At this point, the opportunity described by Bianzino is moot. There are many different hurdles that ChatGPT and other generative AI tools have to overcome, from potential ethical implications to accuracy issues that even OpenAI CEO Sam Altman has admitted.

Text and documentation generation should also be trained and aligned with the appropriate ontology of the specific enterprise, Bianzino explained, and should be securely contained, stored, and controlled within the enterprise. But if it could be, he said, it would create an enormous amount of value.

“When you think of an organization like ours, we have 360,000 people, we have a lot of tools and capabilities built over the more than 100 years of our history,” he said. “But that knowledge is distributed now, you can’t really touch it, it’s the soul of our organization, but it’s intangible.” If you could systematize it into an ontology and integrate it into a technology solution, you can dramatically increase business value, he continued.

“Whenever I talk to mining customers or other types of resource customers on the right, they all lament the fact that there aren’t as many engineers from academia as there are. there were in the past,” he said. “They worry about losing the knowledge of people retiring – so consider storing that knowledge and making it accessible through a tool that gives them easy access to that value.”

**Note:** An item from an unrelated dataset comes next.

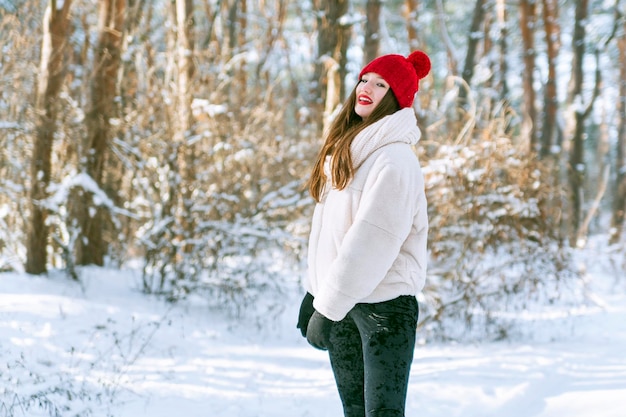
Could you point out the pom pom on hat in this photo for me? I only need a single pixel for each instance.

Experimentation and an explosion of use cases are on the way

Bianzino says EY is currently working on the possibilities: “We’re putting a team there and experimenting where we can take it – we need to better understand how to structure the underlying data to extract the most value possible from it. interaction,” he said, adding that it’s not yet clear whether unstructured data such as videos or music can be processed. “But I’m very optimistic that we can deploy something. something like this in a short period of time for a company like ours.”

While still in its infancy in the generative AI landscape, Bianzino encourages organizations to play around with tools like ChatGPT, even just for fun.

“One of my kids showed me yesterday that you can create a story with ChatGPT,” Bianzino said. “If you start playing with it, I think you start to understand the potential.”

Business leaders, such as the CTO and CIO need to be aware of these trends, he continued, because unlike something like quantum computing, which could still be 10 to 15 years away, true generative AI opportunities may only be 6 -12 months away.

“It’s going to be big,” he said. “At the moment, there are no killer use cases…but I think it will go very quickly.”